Before you start: have these three things to hand
You can complete a switch from your phone, but it goes faster if you grab these first:
- Your MPRN (Meter Point Reference Number) for electricity — an 11-digit number starting with "10", printed near the top of any electricity bill. It identifies your home's connection to the grid. For gas, the equivalent is your GPRN.
- A recent meter reading. Take a fresh reading the day you switch so your old and new bills line up cleanly with no estimated overlap.
- Your bank details (IBAN). Almost every cheapest plan requires payment by direct debit, and many give an extra discount for paperless billing on top.
That is it. You do not need to contact your current supplier — your new supplier handles the entire handover.
The five-step switch
- Check your contract end date. This is the most important step (see the exit-fee warning below). It is printed on your bill. Ideally you switch on or just after this date.
- Compare the market. Use an accredited comparison site — bonkers.ie and switcher.ie are the two best-known in Ireland — and sort by estimated annual cost for your usage, not by the headline discount percentage. A big discount off an expensive standard rate can still be worse than a smaller discount off a cheap one.
- Pick your plan and sign up online. Enter your MPRN/GPRN, meter reading and IBAN. This is the ten-minute part.
- Do nothing for 10–15 working days. The new supplier coordinates with the old one. You will get a welcome pack from the new supplier and a final bill from the old one.
- Set a reminder for 12 months from now. This is the habit that keeps the money coming. Discounts almost always last exactly one year, then revert to standard rates.
The exit-fee trap — read this before you click
Most Irish suppliers charge an exit fee of around €50 per fuel if you leave before your fixed contract ends. Switch both electricity and gas mid-contract and that is €100 gone — often wiping out the first months of your new saving.
The numbers vary by supplier:
- Community Power is currently the only supplier with no exit fee at all.
- Pinergy has the steepest structure — €11.25 for every month left on your contract, capped at €135.
- Most others sit around the €50-per-fuel mark.

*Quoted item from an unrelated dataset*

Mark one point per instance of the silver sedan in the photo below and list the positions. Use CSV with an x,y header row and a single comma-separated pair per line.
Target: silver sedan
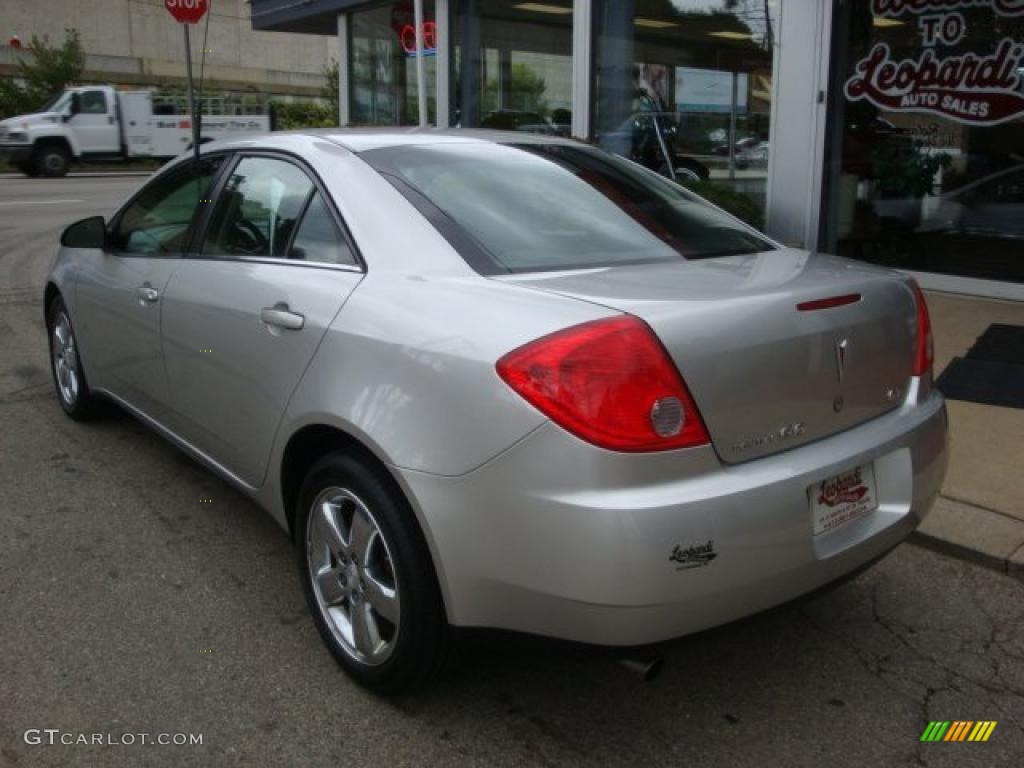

Two ways to stay safe: either wait until your contract has expired before switching, or use the 14-day cooling-off period — by law you can cancel a new contract within 14 days without penalty if you change your mind.

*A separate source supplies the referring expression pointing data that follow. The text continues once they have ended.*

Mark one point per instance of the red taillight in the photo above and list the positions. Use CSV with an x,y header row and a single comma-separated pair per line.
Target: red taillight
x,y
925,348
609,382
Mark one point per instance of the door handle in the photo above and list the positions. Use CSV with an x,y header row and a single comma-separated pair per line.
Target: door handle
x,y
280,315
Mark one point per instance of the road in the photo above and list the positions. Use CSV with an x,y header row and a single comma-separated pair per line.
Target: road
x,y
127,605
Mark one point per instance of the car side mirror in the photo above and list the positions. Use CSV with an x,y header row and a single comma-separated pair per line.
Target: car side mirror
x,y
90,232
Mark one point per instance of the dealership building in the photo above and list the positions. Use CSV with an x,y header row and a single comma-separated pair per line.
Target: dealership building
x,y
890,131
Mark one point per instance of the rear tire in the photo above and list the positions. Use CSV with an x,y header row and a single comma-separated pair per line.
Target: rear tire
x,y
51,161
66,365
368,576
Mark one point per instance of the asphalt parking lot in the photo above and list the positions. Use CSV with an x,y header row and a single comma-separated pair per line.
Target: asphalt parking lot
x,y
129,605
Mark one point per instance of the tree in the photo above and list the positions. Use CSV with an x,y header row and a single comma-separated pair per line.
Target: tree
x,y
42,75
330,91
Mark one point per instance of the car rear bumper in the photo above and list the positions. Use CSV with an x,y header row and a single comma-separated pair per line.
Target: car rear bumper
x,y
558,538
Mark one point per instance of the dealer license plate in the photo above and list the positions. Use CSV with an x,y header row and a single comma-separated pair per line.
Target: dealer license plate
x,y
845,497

Who are the suppliers worth comparing?
The Irish market has more competition than most people realise. The names you will see on comparison sites include Electric Ireland, Bord Gáis Energy, SSE Airtricity, Energia, Pinergy, Flogas, PrepayPower, Yuno Energy and Community Power, among others. Dual-fuel deals (electricity and gas with one supplier) sometimes carry an extra discount, but not always — compare single-fuel options separately and take whichever combination is cheapest overall.
Loyalty earns you nothing here. The customer who switched last week is on a better rate than the one who has been with the same company for five years, for the identical product down the same cable.
What about smart meters?
If you have a smart meter installed, switching also opens the door to time-of-use tariffs that charge less at off-peak hours. That is a separate optimisation worth doing once you have switched — but only if you can genuinely shift heavy usage (dishwasher, washing machine, EV charging) into the cheaper window. We cover the maths of that in a dedicated guide.
➡️ Related: Night-Rate and Smart Tariffs in Ireland — Who Actually Saves.
Your switching checklist
- Find your contract end date — avoid the €50/fuel exit fee
- Grab your MPRN/GPRN, a meter reading and your IBAN
- Compare by total annual cost on bonkers.ie or switcher.ie
- Sign up online (≈10 minutes)
- Diary a reminder to switch again in 12 months
That last line is the whole game. Switching once saves you a few hundred euro; switching every year turns it into a permanent discount that passive households never get.